Those who take valuable property without the owner’s consent can result in criminal charges. Prosecutors will likely choose between burglary, robbery or theft charges. They all involve stealing property, but they are distinct criminal offenses with different levels of punishment if there is a conviction. Determining the charge or charges and their severity will largely rest upon the details of the case.
There are three degrees of burglary
Burglary typically conjures images of someone breaking into a home or business to steal objects or money. However, the charge also covers people entering the property and committing acts of vandalism, arson or assault. The three degrees are:
- First-degree: This class 3 felony involves illegally entering the property and assaulting or menacing an occupant (typically using a gun ensures this charge).
- Second-degree: This class 4 felony involves illegally entering a property and remaining there intending to commit a crime.
- Third-degree: This class 5 felony involves illegally entering a property and breaking into safes, cash registers, vending machines and other equipment.
Charges of robbery
Robbery generally involves taking someone else’s property without their permission. The robber uses force, threats or intimidation. There are two types of charges: simple and aggravated. Aggravated robbery involves the use (or threat) of a deadly weapon. The weapon need not be in plain sight as long as the person refers to it. While simple robbery is a class 4 felony, aggravated robbery is a class 3 felony.

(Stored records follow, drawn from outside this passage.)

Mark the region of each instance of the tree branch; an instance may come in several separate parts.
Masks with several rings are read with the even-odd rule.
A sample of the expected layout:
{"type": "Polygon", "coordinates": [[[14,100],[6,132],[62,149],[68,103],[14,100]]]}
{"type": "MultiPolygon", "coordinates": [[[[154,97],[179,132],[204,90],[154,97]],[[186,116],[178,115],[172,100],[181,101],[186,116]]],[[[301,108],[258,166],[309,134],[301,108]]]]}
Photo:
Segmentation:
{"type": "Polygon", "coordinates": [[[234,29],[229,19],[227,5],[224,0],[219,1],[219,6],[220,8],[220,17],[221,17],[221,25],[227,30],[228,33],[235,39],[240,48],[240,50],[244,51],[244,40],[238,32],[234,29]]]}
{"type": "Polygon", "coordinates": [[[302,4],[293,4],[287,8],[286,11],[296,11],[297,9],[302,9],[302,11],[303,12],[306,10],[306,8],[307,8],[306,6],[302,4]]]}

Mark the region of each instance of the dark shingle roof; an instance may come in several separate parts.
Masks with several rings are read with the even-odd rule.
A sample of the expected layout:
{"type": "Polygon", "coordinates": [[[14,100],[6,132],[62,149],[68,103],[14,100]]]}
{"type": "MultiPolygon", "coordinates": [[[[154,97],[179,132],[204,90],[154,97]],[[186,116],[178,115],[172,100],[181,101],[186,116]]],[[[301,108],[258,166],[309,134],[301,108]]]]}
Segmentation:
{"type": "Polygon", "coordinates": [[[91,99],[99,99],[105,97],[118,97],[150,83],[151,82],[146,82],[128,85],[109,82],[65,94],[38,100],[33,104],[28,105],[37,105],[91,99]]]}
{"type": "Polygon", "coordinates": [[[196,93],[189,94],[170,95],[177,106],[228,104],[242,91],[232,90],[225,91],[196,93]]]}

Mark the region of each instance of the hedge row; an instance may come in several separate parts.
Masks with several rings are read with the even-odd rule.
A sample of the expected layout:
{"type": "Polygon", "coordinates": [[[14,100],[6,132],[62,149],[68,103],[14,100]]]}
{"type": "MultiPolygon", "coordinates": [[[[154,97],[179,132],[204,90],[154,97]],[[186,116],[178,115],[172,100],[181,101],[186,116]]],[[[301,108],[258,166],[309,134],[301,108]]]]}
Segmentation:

A wide range of theft charges can be either felonies or misdemeanors. The law bases the severity on the value of the stolen object. It involves knowingly intending to take something of value without returning it. It can also include using, abandoning or concealing an object of value or returning the object of value and demanding payment for the unpaid-for thing.
The details matter
The prosecution will likely attempt to paint the most severe scenario, so it is essential for defendants to work with an attorney who can provide details that fill in a more accurate picture of the situation. While they may not be able to get the charges dismissed, they can also argue for a less severe sentence by providing context for the judge and prosecution to consider.